WeeklyWorker

21.05.2003

Palestine solidarity enigma

There was a disappointing turnout for the May 17 rally in London, organised by the Palestine Solidarity Campaign. Jim Blackstock reports

While the PSC estimated that around 6,000 people were in Trafalgar Square, a more accurate figure would be somewhere between 3,000 and 4,000 in my opinion.

Although there were coaches from several parts of the country, including Birmingham, Manchester, Liverpool, Leicester, Bristol and Sheffield, it was clear that there had been no great mobilisation - certainly not from the Socialist Workers Party, which turned out only paper-sellers and stall-attendants. While the SWP advertised the event, it did not exactly put out a three-line whip.

This is because the PSC cannot be counted amongst its ‘united fronts’ - the less well known Campaign for Palestinian Rights holds that franchise. Set up a couple of years back, the CPR wrote to the PSC in 2002 proposing a merger. Not unnaturally, this approach was regarded with suspicion - why had a rival grouping been established in the first place? - and eventually rejected with the suggestion that CPR comrades should simply join the main solidarity organisation.

It is indeed difficult to understand why there should be two such formations, especially as there is an element of dual membership. As it stands, the SWP has far less influence over the Palestine solidarity movement than it would like - it had no speaker last Saturday, the Stop the War Coalition being represented by Andrew Murray.

While the PSC’s policy of giving a platform to those who back Palestinian rights - defined in a very broad way - cannot be faulted, it seems there is no attempt to argue out, either within the campaign or publicly, anything approaching a programme capable not only of delivering meaningful rights, but achieving a democratic solution. As a PSC committee member explained to me, “That’s up to the Palestinians. We support their legal and political rights - we don’t tell them what to do.”

Thus Saturday’s platform featured those who favour a two-state solution and those who clearly believe that the only satisfactory outcome would be a unitary Palestinian state that did not recognise the Israeli Jews’ national rights. What is regrettable is the reluctance on the most part to make this central difference explicit.

For example, the Muslim Association of Britain representative did not openly state what should become of the Israelis, but gave a “special salute” to the two or three ultra-orthodox jews gathered at the foot of the plinth. As a Palestinian speaker remarked, they call for the “dismantling of apartheid Israel”. This is because they regard its very existence as a blasphemy - Israel can be established by god alone at the time of the apocalypse. A very convenient dogma from the point of view of islamists too.

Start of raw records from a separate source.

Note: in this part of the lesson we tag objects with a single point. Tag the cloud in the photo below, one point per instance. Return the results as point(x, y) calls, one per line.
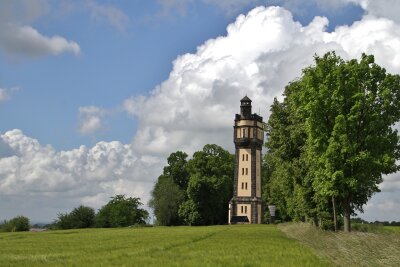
point(89, 176)
point(262, 52)
point(90, 119)
point(18, 38)
point(116, 17)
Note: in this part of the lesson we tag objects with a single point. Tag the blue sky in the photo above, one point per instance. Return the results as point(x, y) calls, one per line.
point(117, 86)
point(115, 61)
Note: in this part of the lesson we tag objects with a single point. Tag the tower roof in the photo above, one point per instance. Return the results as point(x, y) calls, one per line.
point(245, 99)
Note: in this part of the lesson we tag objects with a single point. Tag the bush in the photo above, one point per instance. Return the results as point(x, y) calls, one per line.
point(366, 227)
point(121, 212)
point(16, 224)
point(80, 217)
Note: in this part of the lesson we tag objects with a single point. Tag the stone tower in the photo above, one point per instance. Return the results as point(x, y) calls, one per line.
point(248, 135)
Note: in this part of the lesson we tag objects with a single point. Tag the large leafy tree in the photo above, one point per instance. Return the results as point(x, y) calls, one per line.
point(345, 112)
point(16, 224)
point(121, 211)
point(165, 201)
point(170, 189)
point(80, 217)
point(210, 187)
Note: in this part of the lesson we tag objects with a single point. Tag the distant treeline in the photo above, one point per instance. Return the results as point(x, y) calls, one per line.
point(195, 191)
point(120, 211)
point(384, 223)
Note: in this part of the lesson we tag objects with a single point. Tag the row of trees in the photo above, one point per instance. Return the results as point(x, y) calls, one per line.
point(194, 192)
point(331, 139)
point(120, 211)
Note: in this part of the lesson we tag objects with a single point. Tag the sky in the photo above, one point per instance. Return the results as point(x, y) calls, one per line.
point(94, 95)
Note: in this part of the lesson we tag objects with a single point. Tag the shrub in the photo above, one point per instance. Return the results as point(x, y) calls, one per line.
point(16, 224)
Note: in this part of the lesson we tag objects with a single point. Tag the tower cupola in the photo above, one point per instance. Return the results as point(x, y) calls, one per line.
point(248, 135)
point(245, 107)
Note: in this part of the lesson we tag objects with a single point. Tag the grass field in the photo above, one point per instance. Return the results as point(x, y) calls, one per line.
point(393, 228)
point(381, 248)
point(241, 245)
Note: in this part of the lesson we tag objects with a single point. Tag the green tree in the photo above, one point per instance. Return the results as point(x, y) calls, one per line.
point(80, 217)
point(345, 111)
point(210, 187)
point(121, 211)
point(176, 169)
point(170, 189)
point(16, 224)
point(165, 201)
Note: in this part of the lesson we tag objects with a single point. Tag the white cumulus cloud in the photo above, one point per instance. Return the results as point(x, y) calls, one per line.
point(84, 175)
point(90, 119)
point(260, 54)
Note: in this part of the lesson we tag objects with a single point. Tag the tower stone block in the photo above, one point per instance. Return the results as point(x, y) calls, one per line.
point(248, 136)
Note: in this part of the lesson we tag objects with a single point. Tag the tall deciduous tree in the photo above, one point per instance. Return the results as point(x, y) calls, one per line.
point(345, 111)
point(210, 187)
point(121, 211)
point(170, 190)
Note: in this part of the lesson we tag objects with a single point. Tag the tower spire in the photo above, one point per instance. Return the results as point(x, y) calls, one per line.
point(246, 204)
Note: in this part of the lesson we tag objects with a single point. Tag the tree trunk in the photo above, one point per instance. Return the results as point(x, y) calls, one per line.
point(346, 216)
point(334, 214)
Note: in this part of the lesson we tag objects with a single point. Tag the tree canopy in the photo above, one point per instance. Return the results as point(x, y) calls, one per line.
point(332, 138)
point(194, 192)
point(121, 211)
point(80, 217)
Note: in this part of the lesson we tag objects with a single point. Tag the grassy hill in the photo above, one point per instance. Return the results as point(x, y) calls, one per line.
point(380, 247)
point(241, 245)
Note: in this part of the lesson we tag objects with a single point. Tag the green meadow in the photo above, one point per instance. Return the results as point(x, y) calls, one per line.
point(240, 245)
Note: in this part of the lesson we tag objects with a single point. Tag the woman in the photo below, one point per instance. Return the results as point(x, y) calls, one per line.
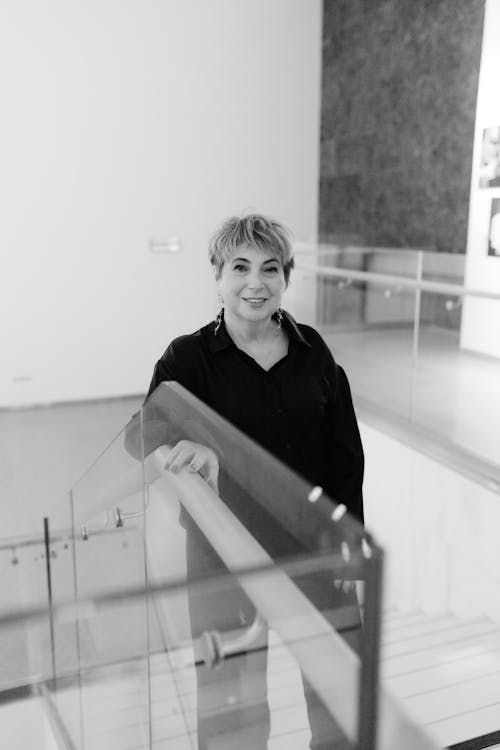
point(277, 381)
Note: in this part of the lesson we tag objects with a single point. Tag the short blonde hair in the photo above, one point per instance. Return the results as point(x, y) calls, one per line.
point(253, 230)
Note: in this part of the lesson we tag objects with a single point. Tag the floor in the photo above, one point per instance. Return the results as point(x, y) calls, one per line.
point(442, 669)
point(451, 392)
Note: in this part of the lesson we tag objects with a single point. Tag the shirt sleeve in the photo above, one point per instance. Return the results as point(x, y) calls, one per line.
point(173, 365)
point(345, 441)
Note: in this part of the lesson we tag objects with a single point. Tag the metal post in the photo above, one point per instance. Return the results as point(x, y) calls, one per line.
point(370, 652)
point(416, 332)
point(49, 591)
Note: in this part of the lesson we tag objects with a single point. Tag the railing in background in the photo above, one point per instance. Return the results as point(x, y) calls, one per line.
point(393, 319)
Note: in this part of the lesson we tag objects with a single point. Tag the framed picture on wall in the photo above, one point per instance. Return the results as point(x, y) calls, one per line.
point(494, 233)
point(489, 171)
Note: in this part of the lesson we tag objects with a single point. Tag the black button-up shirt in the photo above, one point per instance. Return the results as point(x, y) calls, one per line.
point(300, 410)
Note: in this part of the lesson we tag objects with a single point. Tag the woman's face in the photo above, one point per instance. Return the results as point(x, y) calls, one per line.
point(251, 284)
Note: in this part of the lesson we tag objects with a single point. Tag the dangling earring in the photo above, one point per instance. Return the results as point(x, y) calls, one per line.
point(219, 316)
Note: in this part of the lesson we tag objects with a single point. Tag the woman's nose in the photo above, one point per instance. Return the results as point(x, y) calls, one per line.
point(254, 281)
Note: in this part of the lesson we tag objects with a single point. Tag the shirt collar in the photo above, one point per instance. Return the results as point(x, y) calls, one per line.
point(221, 340)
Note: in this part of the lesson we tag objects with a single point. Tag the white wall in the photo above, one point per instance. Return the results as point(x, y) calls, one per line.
point(124, 120)
point(481, 318)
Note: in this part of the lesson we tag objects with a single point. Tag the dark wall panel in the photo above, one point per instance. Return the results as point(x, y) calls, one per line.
point(398, 108)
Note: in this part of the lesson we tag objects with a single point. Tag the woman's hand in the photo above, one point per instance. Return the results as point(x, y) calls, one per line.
point(196, 458)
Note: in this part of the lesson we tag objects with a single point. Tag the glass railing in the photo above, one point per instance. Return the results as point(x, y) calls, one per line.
point(395, 320)
point(180, 613)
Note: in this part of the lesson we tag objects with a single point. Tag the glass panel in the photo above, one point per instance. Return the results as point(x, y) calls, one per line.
point(369, 328)
point(24, 646)
point(110, 556)
point(457, 391)
point(239, 680)
point(262, 513)
point(64, 669)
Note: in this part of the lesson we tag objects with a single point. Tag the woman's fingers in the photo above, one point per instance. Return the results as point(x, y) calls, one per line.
point(196, 458)
point(180, 455)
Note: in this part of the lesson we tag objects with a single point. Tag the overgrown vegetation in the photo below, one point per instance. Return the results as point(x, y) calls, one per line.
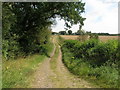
point(93, 60)
point(27, 25)
point(19, 73)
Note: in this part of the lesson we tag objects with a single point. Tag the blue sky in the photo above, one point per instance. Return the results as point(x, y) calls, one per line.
point(101, 16)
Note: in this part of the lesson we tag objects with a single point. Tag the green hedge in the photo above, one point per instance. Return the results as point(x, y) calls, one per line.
point(93, 60)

The only other speaker to make the demand for the abolition of Israel specific was Michel Abdumafi, who said: “Palestinians have the right to live in their own country - that means a state in the whole of Palestine.” Another Palestinian community activist stated: “More than ever we are determined to be free - not anywhere, but in our own land, Palestine” - although the question of Israeli statehood is left open in this formulation.

For others, such as Green MEP Caroline Lucas and Tony Benn, the continued existence of Israel is taken as a given, although Benn described Bush’s ‘road map’ as a “fraud”. Whenever the US puts forward such a ‘solution’, he said, it has ulterior motives. In this case, “They want another war.”

The courage of the Palestinian people, who have had to face, and continue to face, the full onslaught of Israeli state terror, is matched by those Israeli Jews who stand full-square against the Zionist propaganda machine. Abe from Just Peace UK, the Jewish campaigning organisation that wants “just peace between Palestinians and Israelis”, described how his co-thinkers in Israel had to put up with accusations of being not only “traitors”, but “self-hating Jews”.

There must be no bantustan, he said, but a viable Palestinian state. What is more, the right of return “must be addressed”. He denounced the “crime of the apartheid wall” around the occupied territories and was clear that it is “Israeli state terrorism that is provoking violence from the Palestinians”.

Richard Cooper, from Jews for Justice for Palestinians, while demanding the dismantling of settlements and support for the army refuseniks, called on those in the solidarity movement not to “turn a blind eye” either to “violence against civilians” or to anti-semitism. Both only serve to drive the Israeli people more firmly into the arms of the ultra-Zionists. Thankfully, there were no attempts by islamist extremists to prevent either of them from speaking, as had occurred on the previous Palestine demonstration.

The biggest cheer of the day came when Andrew Murray called for solidarity with George Galloway. Comrade Murray announced that the STWC had called another anti-war demonstration for September.

Other speakers included John Pilger, Jeremy Corbyn and Sophie Handel, whose brother Tom is now in a coma after being shot by Israeli soldiers for the crime of trying, unarmed, to protect Palestinian children from army bullets.